Abstract

Three-phase relative permeabilities and capillary pressures are extremely difficult to determine experimentally so they are commonly estimated using empirical models by extrapolating from two phase flow-saturation data where the third phase is at irreducible conditions, or not even present. This paper demonstrates the importance of pore-scale fluid/fluid/solid interactions and shows how the pore scale events affect the core-scale displacements, particularly residual oil and flow capabilities. and why three-phase relative permeability coefficients are so difficult to determine.

At the pore-scale the fluids will adopt one of three fluid configurations depending on the spreading characteristics of the fluids and the wetting preference of the solid. The pore-scale level configurations and mechanisms can then be linked to the flow behaviour modes at the core scale. A the core scale there are various stages of displacement which can be described in zones. The nature of the core-scale displacement mechanisms is determined in part by the pore-scale configuration and the displacing phase/s characteristics (wetting/non-wetting, spreading/non-spreading) as well as the flow mode in a particular zone. In total 25 different modes may occur. In this paper the related up-scaled core displacement processes and the 3-phase displacements and flow modes are identified by many examples. The relevance to the application for 3-phase relative permeabilities and reservoir simulation is also discussed.

Introduction

During oil recovery operations there are many instances when three phases (oil, gas and water) are present and flow within the pore structure of the reservoir; examples include solution gas drive, water flooding below bubble point, depressurisation and gas injection of waterflooded reservoirs, multi-contact miscible and water-alternate-gas (WAG) processes, condensate reservoir depletion below the dew point and foam, etc.

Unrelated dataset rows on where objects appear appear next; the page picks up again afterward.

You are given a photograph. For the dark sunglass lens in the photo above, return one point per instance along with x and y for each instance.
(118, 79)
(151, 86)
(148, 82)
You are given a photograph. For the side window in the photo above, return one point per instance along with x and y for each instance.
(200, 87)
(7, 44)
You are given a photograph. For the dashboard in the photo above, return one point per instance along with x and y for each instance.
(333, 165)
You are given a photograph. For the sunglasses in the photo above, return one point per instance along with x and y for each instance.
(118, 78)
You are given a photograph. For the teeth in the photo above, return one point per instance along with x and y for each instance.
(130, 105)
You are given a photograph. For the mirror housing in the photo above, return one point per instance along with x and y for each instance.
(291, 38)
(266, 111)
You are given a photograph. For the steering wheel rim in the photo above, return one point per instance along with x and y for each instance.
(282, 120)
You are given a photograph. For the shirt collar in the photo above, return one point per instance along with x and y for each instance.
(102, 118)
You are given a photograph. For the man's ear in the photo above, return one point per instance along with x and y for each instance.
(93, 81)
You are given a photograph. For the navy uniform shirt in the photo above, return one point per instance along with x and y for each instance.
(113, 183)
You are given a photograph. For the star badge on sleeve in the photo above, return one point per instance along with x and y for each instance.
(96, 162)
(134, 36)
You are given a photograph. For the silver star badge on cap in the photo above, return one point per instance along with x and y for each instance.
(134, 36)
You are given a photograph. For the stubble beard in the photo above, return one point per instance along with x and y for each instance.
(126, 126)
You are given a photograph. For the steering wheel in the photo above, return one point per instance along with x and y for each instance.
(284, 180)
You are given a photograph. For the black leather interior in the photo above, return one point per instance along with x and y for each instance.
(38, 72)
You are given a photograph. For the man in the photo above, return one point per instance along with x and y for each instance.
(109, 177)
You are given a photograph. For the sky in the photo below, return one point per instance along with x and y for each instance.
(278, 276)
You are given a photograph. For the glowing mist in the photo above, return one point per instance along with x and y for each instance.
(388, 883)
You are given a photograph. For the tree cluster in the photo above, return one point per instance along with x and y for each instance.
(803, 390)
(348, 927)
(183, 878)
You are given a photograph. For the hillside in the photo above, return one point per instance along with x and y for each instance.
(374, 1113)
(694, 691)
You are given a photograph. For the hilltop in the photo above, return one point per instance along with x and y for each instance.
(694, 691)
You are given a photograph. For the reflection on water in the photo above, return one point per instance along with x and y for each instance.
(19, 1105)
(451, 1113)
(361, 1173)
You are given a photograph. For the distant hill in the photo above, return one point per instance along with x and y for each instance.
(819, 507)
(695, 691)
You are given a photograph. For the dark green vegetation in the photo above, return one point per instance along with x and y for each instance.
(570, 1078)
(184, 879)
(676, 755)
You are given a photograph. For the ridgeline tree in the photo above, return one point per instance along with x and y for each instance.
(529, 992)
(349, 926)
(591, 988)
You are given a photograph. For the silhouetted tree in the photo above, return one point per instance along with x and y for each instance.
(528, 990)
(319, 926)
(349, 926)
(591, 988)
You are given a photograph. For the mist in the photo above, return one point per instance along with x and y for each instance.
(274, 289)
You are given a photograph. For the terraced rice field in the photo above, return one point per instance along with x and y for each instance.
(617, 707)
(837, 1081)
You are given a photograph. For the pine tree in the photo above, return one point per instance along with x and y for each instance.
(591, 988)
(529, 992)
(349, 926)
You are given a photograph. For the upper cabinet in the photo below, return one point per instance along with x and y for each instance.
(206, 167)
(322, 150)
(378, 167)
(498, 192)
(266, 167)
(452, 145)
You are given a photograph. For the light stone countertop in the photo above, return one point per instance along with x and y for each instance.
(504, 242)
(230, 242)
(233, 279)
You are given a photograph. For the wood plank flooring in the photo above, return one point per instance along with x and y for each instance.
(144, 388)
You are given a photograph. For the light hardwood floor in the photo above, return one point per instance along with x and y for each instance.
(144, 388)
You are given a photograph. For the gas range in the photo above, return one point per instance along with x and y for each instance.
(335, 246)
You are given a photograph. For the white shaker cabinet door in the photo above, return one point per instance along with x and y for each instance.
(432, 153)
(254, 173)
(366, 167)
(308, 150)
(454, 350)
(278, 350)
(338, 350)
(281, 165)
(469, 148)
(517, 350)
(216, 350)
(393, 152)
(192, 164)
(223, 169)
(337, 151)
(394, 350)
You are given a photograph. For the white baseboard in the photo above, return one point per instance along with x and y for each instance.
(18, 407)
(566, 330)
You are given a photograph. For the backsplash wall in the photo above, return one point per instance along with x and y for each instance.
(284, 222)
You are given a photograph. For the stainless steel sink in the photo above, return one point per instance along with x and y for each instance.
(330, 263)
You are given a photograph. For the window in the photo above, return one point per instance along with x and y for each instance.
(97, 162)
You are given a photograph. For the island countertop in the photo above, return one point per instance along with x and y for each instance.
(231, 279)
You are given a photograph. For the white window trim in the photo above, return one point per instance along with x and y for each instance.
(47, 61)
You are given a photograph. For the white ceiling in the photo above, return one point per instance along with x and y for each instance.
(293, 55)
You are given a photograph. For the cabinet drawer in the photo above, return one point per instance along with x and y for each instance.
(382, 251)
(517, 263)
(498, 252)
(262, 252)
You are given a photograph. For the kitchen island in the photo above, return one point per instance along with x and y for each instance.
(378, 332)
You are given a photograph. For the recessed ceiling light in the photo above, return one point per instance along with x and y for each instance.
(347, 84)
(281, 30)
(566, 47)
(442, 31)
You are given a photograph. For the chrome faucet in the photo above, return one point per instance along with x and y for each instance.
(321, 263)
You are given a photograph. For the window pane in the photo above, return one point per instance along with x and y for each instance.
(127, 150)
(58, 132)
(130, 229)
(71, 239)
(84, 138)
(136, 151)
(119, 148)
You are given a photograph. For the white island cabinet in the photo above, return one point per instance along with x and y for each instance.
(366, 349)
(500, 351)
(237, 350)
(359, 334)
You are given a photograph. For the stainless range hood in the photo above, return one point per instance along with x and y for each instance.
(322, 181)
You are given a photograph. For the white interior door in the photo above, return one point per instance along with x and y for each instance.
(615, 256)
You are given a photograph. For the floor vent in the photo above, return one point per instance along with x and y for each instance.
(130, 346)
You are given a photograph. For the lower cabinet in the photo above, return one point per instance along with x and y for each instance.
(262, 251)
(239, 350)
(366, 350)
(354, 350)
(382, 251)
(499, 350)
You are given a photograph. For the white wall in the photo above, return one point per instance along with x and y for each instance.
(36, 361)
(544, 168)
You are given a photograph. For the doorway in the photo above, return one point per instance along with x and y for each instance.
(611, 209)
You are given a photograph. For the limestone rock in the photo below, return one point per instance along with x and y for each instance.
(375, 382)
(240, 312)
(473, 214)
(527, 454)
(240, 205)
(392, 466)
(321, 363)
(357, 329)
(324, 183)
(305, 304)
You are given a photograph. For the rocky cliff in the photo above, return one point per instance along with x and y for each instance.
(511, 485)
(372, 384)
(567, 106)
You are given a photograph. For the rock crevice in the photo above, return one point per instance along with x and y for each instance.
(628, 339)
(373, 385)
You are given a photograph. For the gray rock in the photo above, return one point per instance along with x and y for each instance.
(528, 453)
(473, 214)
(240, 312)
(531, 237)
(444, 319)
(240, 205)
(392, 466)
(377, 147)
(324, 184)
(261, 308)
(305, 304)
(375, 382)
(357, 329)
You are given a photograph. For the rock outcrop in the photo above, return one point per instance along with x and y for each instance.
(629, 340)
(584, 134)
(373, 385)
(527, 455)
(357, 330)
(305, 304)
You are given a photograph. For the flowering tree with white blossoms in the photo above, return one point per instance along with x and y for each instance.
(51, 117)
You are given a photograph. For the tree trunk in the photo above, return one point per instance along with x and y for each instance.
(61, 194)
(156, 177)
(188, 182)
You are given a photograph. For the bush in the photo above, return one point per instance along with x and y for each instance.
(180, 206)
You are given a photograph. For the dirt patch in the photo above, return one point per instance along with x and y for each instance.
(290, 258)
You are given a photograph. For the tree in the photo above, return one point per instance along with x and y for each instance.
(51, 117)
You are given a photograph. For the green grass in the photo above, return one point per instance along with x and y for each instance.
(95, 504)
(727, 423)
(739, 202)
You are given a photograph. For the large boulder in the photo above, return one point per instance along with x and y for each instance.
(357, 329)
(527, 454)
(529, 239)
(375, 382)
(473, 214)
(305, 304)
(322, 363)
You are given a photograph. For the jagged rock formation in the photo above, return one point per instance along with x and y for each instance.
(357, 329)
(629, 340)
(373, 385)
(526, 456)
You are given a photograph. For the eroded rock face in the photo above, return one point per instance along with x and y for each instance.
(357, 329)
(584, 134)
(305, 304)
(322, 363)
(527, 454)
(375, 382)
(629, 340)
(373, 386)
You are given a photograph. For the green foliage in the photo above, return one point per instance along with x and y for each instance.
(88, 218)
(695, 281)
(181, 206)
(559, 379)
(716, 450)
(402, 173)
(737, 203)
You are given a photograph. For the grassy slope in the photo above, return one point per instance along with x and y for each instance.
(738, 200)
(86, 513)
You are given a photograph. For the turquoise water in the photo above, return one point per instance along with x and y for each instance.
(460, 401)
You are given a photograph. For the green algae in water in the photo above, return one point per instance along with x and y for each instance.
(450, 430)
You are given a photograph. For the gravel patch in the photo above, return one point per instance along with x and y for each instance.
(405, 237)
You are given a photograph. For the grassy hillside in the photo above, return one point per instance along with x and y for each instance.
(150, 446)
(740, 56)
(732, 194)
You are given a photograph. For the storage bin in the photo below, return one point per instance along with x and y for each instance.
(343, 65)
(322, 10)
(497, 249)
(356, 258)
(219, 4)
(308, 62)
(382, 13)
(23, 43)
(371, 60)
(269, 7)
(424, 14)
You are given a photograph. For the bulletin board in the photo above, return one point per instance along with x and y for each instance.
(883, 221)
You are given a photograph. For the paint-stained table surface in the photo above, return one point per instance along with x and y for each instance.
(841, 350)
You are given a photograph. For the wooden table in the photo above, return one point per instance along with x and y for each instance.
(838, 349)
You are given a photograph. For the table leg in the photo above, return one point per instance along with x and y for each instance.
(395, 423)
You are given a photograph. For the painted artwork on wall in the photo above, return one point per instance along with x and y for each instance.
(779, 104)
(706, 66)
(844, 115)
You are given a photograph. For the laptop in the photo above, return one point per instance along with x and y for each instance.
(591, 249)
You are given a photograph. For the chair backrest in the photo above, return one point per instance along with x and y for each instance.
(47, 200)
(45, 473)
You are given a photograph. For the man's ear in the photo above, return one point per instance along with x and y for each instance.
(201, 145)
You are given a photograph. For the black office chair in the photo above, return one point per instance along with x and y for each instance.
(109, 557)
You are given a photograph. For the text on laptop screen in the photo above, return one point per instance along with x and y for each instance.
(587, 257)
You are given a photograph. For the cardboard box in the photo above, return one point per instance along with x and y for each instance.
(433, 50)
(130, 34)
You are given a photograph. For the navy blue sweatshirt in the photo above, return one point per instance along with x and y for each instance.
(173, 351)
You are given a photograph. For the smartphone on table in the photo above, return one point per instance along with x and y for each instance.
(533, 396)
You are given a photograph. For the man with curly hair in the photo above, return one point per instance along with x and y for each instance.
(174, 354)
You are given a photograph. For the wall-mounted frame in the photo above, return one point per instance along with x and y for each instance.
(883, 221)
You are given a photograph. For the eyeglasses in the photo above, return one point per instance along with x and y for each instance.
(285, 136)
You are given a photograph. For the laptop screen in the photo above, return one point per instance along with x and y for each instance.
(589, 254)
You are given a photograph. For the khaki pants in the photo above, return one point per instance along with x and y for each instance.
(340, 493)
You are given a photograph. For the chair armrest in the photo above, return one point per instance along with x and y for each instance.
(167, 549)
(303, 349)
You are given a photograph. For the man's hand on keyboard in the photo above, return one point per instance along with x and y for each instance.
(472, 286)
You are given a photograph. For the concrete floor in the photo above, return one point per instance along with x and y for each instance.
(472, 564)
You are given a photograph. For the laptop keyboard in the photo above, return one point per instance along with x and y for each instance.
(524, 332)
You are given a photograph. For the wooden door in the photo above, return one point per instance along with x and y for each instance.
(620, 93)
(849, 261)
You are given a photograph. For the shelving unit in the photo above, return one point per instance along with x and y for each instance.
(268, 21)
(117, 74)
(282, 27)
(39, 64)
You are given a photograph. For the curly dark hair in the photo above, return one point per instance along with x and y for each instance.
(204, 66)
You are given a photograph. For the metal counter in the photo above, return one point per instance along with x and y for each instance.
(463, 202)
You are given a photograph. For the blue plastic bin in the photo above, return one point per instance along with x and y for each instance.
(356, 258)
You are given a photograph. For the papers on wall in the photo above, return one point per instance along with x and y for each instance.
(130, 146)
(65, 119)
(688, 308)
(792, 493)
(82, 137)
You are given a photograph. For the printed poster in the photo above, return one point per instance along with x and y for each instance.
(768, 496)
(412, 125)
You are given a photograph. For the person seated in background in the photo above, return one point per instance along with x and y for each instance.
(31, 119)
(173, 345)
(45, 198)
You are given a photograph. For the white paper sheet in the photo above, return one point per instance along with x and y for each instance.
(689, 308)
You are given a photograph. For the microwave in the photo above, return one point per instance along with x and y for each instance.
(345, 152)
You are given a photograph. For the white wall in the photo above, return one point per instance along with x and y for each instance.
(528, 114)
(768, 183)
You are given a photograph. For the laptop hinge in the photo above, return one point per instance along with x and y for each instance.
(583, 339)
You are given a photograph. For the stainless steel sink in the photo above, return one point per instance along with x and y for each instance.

For reservoir engineering purposes multi-phase flow through porous media is usually described in terms of continuum mechanics in the form of Darcy's equation and saturation dependent relative permeabilities. When three phases flow through a porous rock, the overall flow characteristics of each of the phases are determined by the complex interactions of the properties of the fluids and porous media (fluid/fluid and fluid/solid interactions) and are especially dependent on the spreading and wettability characteristics of the system. A detailed understanding of these phenomena is essential in order to evaluate and predict the displacement processes. Many thousands of laboratory core displacements are conducted every year but they are mainly of the 'black box' type (only input-output parameters are measured) giving little insight into the basic physics and mechanics of the flow processes. This is because reservoir rocks are essentially opaque and the fluid flow processes cannot be seen directly, although CAT and NMR scanning procedures are becoming useful tools. However micromodel studies have given many visual insights into the pore-scale physics.

This paper examines the pore-scale physics of 3-phase fluid configurations, displacement mechanisms and flow modes identified in some of our visualisation experiments and considers the implications for scale-up to determine relative permeabilities for reservoir simulation. The physics and the factors that affect the multi-phase mobility inside porous media are especially important because they affect critical/residual saturations and gas mobilisation during migration and hydrocarbon production, particularly after gas is released at pressures below the bubble point.